No mystery boxes. The moat isn't the parts list — it's the UK recognisers, the routing doctrine, the orchestration and the canary methodology.

ComponentRoleWhy this one
PresidioPattern NERMicrosoft's PII engine — extended with custom UK recognisers (NINO, UTR, sort codes, postcodes) and context gating
GLiNERSemantic NERZero-shot entity detection — catches rare names and building names pattern engines miss
spaCyStatistical NERen_core_web_md behind Presidio for person/location coverage
phi4Fast local judgementFirst-pass classification and Tier-2 distillation — cheap, quick, good enough until it isn't
gemma (4/3-class)Local reasonerEscalation target when phi4 is uncertain; benchmarked against alternatives on our own corpus
deepseek-r1ArbitratorRules on classifier disagreements in the validation harness — restrictive bias
ClaudeCloud tierThe only cloud model wired in — reached exclusively through the masked Tier-2 path or the chat gate.
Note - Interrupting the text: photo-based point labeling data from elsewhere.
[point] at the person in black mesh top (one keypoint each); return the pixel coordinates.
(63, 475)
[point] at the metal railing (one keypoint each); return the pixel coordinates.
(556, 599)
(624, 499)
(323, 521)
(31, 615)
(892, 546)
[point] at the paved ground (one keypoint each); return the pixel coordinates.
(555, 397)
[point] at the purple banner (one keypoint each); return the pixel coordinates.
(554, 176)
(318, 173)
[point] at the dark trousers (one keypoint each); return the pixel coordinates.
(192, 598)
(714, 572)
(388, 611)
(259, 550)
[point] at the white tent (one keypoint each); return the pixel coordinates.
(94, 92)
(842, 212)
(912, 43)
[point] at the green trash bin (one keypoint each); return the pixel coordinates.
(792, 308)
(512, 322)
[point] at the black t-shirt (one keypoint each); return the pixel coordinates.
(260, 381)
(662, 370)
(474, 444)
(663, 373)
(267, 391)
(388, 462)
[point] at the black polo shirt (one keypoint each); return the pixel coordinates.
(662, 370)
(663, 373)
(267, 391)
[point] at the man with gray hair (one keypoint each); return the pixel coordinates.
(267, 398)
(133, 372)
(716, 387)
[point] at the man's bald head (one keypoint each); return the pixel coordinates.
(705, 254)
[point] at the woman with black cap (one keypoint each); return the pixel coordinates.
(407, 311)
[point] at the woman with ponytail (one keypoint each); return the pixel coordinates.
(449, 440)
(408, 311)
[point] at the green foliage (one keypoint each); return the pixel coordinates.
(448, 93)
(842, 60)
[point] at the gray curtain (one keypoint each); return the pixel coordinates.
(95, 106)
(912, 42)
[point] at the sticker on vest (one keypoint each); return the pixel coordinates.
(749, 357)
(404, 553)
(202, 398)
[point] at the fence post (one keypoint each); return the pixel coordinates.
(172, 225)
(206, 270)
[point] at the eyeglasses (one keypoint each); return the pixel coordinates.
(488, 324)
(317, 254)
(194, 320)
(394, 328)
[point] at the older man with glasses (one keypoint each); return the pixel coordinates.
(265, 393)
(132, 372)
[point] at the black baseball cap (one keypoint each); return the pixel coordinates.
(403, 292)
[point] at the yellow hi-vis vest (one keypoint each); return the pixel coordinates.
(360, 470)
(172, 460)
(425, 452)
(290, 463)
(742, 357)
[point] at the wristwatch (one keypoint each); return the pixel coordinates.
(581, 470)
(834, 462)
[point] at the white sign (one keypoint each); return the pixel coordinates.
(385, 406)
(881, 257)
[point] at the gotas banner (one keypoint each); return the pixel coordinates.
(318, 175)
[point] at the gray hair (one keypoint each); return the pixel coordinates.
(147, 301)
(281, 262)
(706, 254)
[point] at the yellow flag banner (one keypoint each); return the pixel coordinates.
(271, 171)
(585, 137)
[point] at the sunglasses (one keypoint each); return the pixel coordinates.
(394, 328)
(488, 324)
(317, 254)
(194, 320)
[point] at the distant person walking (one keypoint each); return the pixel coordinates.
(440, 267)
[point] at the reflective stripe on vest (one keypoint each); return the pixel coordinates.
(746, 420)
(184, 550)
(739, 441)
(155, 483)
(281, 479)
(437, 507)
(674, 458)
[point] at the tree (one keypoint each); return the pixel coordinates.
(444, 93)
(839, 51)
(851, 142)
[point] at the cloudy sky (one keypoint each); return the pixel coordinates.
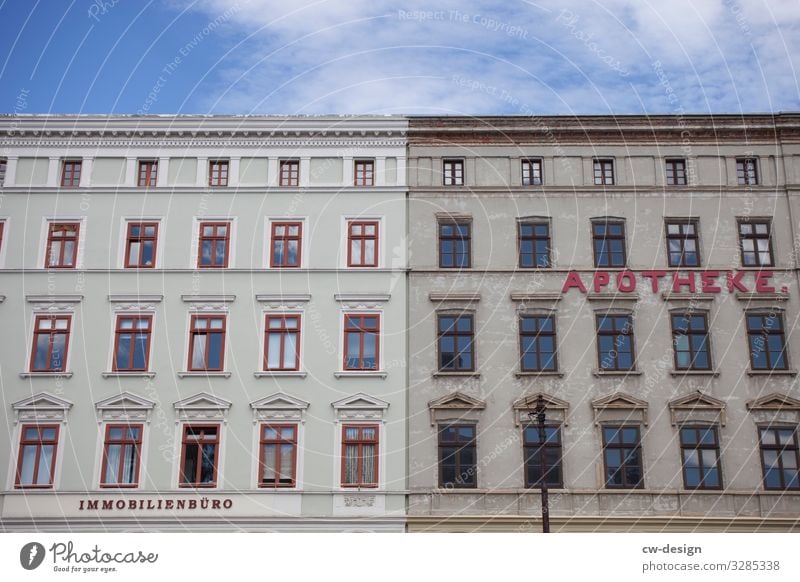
(373, 56)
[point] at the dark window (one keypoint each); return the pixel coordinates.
(359, 456)
(455, 242)
(199, 456)
(537, 336)
(132, 343)
(121, 454)
(50, 343)
(609, 243)
(207, 343)
(690, 339)
(532, 172)
(766, 340)
(534, 244)
(140, 245)
(552, 456)
(453, 172)
(622, 455)
(700, 457)
(779, 458)
(676, 172)
(457, 456)
(615, 342)
(37, 456)
(746, 171)
(755, 240)
(603, 172)
(456, 343)
(361, 333)
(278, 462)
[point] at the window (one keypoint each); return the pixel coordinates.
(534, 449)
(278, 459)
(199, 454)
(62, 245)
(286, 244)
(50, 343)
(603, 172)
(132, 343)
(746, 171)
(457, 456)
(622, 455)
(218, 172)
(362, 243)
(289, 173)
(359, 456)
(453, 172)
(615, 342)
(779, 457)
(766, 340)
(755, 240)
(361, 342)
(364, 172)
(690, 339)
(537, 336)
(282, 344)
(534, 245)
(37, 456)
(148, 172)
(207, 343)
(455, 245)
(682, 247)
(676, 172)
(71, 173)
(214, 244)
(140, 245)
(700, 457)
(121, 454)
(456, 343)
(532, 172)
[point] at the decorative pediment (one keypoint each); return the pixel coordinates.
(360, 407)
(124, 407)
(279, 407)
(41, 407)
(201, 407)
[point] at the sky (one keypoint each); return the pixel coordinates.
(465, 57)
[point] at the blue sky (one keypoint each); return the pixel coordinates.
(370, 56)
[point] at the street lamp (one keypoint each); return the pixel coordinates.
(538, 416)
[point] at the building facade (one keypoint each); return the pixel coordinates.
(208, 320)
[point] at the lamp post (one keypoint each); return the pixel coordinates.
(538, 416)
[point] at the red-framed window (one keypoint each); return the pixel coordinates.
(62, 245)
(207, 343)
(36, 463)
(148, 172)
(199, 456)
(362, 243)
(361, 341)
(140, 245)
(132, 343)
(71, 173)
(289, 173)
(218, 172)
(122, 451)
(364, 172)
(286, 244)
(50, 343)
(282, 343)
(278, 457)
(213, 247)
(360, 455)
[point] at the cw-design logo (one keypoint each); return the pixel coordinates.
(31, 555)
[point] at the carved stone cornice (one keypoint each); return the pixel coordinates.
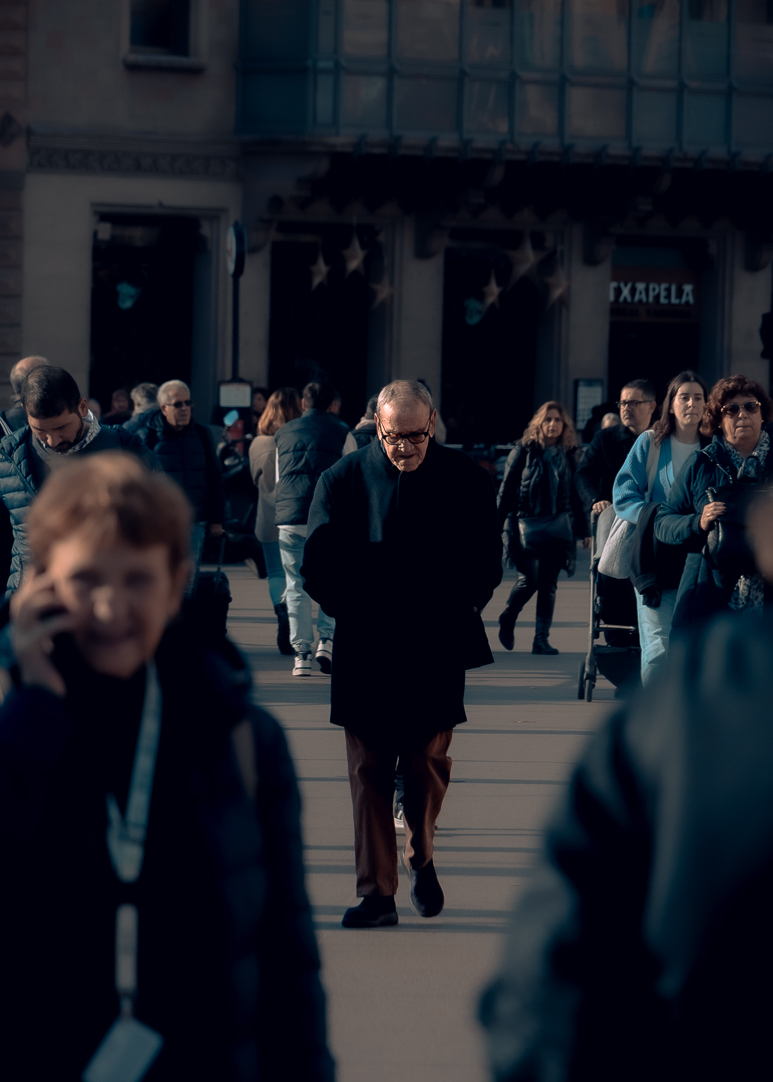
(145, 162)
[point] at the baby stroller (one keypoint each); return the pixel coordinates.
(613, 610)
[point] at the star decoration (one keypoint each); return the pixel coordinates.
(383, 292)
(354, 256)
(318, 271)
(490, 292)
(523, 259)
(557, 285)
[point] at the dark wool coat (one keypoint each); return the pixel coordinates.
(405, 563)
(188, 457)
(601, 463)
(22, 474)
(706, 586)
(228, 970)
(642, 947)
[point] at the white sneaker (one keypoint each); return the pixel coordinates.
(324, 655)
(302, 665)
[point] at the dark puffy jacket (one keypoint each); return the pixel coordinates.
(21, 476)
(707, 584)
(642, 946)
(305, 448)
(190, 458)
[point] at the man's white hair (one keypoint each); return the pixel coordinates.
(402, 393)
(166, 392)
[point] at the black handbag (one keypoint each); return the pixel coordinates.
(728, 538)
(542, 530)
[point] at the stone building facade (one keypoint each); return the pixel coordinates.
(513, 199)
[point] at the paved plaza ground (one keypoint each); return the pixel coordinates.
(402, 1001)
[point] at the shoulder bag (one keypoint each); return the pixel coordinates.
(615, 559)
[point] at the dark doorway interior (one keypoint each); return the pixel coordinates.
(488, 365)
(323, 332)
(142, 301)
(653, 352)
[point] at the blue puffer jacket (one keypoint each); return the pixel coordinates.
(22, 473)
(190, 459)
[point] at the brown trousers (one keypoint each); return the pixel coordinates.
(427, 774)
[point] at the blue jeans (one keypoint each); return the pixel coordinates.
(654, 629)
(274, 570)
(299, 604)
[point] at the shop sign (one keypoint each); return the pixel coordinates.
(654, 294)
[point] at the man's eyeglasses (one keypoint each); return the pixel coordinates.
(411, 437)
(732, 408)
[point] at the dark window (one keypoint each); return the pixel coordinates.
(160, 26)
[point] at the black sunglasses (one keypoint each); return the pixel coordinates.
(732, 408)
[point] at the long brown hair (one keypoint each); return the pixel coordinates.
(283, 406)
(534, 429)
(666, 423)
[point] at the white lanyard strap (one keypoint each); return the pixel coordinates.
(126, 838)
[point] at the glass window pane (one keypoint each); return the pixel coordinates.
(599, 35)
(539, 34)
(538, 108)
(428, 29)
(488, 31)
(364, 101)
(754, 39)
(706, 45)
(366, 27)
(656, 37)
(487, 106)
(597, 114)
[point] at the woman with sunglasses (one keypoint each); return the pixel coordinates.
(706, 509)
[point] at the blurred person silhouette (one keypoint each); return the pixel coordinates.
(541, 518)
(121, 406)
(14, 417)
(283, 406)
(145, 398)
(642, 945)
(149, 816)
(60, 424)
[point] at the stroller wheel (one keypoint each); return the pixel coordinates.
(580, 683)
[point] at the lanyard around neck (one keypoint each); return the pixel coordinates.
(126, 835)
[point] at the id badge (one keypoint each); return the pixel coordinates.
(126, 1054)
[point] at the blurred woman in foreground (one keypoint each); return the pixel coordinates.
(148, 816)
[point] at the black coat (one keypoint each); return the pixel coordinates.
(304, 449)
(188, 457)
(601, 463)
(706, 585)
(228, 971)
(22, 473)
(643, 945)
(526, 491)
(405, 563)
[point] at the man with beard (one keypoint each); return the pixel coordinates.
(59, 423)
(403, 541)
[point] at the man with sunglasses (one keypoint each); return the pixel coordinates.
(404, 551)
(608, 449)
(187, 454)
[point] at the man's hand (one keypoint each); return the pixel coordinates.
(36, 617)
(709, 515)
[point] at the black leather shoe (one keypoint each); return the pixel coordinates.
(372, 912)
(507, 632)
(427, 895)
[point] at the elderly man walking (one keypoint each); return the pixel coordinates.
(403, 541)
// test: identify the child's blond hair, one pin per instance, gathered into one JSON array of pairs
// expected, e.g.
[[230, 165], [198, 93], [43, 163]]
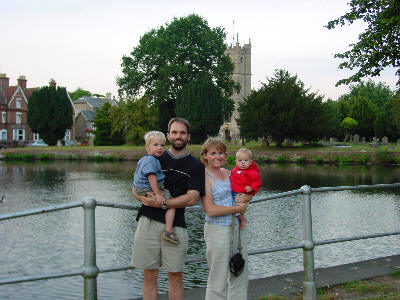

Routed on demand only
OllamaLocal model runtimeEvery local model runs on your hardware via Ollama — no cloud dependency for core work
ChromaDBVector storeLocal persistent retrieval index — built from promoted, masked artefacts only
nomic-embed-textEmbeddingsLocal embedding model — your documents are never embedded by a cloud API
CLIP + PANNs + ResemblyzerMedia analysisImage classification, audio event detection, speaker diarisation — all local
MinHash/LSHNear-dedupSub-quadratic similarity at archive scale, 0.90 threshold
SQLitegovernance.db + auditSingle-file, inspectable, no server to misconfigure — the audit chain is a file you can copy and query
Apache TikaText extractionContent-first type detection across the long tail of office formats
§9

What is not built yet

The fastest way to lose a technical reader is to pretend. These are designed, not shipped:

  • HERDERs — addressable agent groups (@herder-finance answering as one). Designed; the eval panel is the built ancestor.
  • Per-login Pen isolation — Pens are context barriers at the retrieval level today (folder partitions + scoped collections), not authentication boundaries.
  • Idea provenance — tracing decisions back to the people who raised them. Roadmap.
  • Line-of-business connectors — CRM/ERP/ticketing ingestion. In build.
  • Owner-intake conversation — the structured two-pictures onboarding interview. Specified, not shipped.

When one of these ships, it moves up the page — with its verification numbers. That's the deal.